Bisnis.com, JAKARTA – Payung hukum ketenagakerjaan yang dinilai kurang fleksibel menjadi hambatan bagi iklim investasi, khususnya di sektor manufaktur di Tanah Air.
Kepala Ekonom PT Bank Mandiri Tbk. Anton Gunawan menuturkan pasar tenaga kerja yang kurang efisien sebenarnya menjadi masalah bukan hanya bagi perusahaan manufaktur yang luar negeri, tetapi juga dalam negeri, untuk mengembangkan usaha di dalam negeri.
"Salah satu yang menjadi masalah adalah tingginya severance pay atau pesangon dan ini ada di UU Ketenagakerjaan," ujar Anton di dalam peluncuran laporan ADB dan Bappenas, Jumat (8/8).

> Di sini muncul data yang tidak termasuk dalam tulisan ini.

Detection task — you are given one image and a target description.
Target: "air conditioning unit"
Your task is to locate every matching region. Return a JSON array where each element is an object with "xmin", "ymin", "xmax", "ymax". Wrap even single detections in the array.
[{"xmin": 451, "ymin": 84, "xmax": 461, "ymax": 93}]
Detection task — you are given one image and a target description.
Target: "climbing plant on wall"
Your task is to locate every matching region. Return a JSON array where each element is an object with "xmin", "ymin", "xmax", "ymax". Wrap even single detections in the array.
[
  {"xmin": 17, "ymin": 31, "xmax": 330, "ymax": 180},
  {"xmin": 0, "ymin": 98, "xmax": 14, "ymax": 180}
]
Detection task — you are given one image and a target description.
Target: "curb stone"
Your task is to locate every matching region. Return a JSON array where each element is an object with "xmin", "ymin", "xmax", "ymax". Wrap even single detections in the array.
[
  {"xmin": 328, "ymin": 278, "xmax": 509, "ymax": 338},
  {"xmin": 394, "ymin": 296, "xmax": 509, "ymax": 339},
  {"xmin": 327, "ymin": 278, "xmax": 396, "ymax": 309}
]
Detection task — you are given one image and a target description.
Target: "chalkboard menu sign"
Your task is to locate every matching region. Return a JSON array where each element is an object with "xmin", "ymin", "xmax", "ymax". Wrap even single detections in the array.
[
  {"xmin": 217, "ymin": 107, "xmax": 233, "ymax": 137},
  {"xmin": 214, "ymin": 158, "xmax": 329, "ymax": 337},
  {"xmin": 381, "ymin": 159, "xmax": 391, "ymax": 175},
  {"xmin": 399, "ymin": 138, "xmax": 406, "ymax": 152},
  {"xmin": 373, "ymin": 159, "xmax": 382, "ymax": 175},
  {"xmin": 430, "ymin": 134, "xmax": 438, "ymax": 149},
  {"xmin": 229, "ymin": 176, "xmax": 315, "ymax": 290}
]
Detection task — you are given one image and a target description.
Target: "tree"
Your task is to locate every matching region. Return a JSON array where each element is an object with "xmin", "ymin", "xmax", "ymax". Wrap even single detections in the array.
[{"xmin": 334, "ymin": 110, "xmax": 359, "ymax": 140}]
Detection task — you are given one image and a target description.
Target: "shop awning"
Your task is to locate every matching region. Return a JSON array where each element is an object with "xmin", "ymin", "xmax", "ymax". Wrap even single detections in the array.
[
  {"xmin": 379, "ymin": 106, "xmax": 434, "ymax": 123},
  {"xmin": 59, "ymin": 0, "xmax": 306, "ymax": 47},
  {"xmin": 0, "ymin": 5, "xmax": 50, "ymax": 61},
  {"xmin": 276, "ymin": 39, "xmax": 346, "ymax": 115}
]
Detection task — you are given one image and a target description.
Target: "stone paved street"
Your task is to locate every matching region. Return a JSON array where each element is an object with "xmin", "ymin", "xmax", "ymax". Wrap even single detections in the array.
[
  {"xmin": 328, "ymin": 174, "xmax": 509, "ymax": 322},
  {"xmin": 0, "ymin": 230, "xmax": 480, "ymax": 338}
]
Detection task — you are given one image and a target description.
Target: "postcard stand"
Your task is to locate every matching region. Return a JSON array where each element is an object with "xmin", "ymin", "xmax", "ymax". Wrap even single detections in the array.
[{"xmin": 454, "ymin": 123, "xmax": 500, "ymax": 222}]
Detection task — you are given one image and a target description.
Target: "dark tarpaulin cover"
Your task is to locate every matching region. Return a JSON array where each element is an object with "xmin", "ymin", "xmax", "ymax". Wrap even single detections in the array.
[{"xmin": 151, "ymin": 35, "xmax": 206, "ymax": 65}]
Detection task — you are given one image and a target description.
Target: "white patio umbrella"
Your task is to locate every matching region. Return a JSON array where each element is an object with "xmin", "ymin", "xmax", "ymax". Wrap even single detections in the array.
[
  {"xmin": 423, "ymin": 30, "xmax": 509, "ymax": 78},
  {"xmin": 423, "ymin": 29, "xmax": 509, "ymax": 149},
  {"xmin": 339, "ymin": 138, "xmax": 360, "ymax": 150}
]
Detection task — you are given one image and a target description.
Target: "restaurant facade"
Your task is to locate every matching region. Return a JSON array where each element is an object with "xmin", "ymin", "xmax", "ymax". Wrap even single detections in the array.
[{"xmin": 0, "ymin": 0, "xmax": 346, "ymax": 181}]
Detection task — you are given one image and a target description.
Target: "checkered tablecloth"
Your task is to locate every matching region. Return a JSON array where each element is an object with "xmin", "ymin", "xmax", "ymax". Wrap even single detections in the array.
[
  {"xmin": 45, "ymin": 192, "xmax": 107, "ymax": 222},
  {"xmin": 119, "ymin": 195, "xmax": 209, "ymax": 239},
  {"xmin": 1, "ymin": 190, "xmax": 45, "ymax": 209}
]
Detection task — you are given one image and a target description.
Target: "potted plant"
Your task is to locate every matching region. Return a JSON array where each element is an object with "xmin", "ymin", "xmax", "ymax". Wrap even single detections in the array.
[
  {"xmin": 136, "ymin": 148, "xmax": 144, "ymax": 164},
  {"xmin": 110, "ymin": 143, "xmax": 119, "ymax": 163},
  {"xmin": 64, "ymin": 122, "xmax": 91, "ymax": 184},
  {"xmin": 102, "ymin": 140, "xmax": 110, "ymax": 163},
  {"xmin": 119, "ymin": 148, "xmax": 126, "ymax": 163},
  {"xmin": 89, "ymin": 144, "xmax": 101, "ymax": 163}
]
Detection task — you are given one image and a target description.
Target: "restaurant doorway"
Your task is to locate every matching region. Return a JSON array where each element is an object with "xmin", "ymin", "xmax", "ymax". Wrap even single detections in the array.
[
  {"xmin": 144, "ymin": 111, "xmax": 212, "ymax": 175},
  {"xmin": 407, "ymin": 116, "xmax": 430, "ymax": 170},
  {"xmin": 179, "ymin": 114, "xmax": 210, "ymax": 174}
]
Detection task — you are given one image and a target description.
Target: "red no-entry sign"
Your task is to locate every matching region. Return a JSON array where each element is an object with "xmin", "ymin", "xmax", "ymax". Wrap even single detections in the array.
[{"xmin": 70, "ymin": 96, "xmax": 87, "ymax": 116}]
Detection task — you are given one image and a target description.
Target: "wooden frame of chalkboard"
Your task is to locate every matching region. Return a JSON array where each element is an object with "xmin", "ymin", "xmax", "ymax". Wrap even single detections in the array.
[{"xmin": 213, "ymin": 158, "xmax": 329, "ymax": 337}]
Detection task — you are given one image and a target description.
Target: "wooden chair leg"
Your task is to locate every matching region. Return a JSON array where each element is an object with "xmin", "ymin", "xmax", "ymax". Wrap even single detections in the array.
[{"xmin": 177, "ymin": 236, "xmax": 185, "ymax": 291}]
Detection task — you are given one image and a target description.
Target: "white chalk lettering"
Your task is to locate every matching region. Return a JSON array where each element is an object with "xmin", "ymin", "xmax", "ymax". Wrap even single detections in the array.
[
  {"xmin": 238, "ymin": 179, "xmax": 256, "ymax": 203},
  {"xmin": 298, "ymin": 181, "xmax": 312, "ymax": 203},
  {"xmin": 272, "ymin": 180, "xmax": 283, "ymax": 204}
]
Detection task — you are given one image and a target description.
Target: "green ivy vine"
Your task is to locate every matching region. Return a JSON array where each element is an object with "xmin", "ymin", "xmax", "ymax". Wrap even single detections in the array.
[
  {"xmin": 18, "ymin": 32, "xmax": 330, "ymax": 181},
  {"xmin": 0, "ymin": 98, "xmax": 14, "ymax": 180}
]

Pasal 156 ayat 2 UU Ketenagakerjaan No.13/2003 mengatur jumlah uang pesangon terhadap pegawai yang mengalami pemutusan hubungan kerja (PHK) hingga 18 kali gaji atau lebih. Kisaran sebenarnya 1 kali gaji hingga 9 kali gaji. Namun, jumlah tersebut harus dikali dua, sehingga nilainya cukup besar. Perhitungan ini belum termasuk uang penghargaan selama masa kerja.
Menurutnya, aturan ini harus ditinjau ulang jika pemerintah serius ingin mendorong investasi dan pengembangan sektor manufaktur.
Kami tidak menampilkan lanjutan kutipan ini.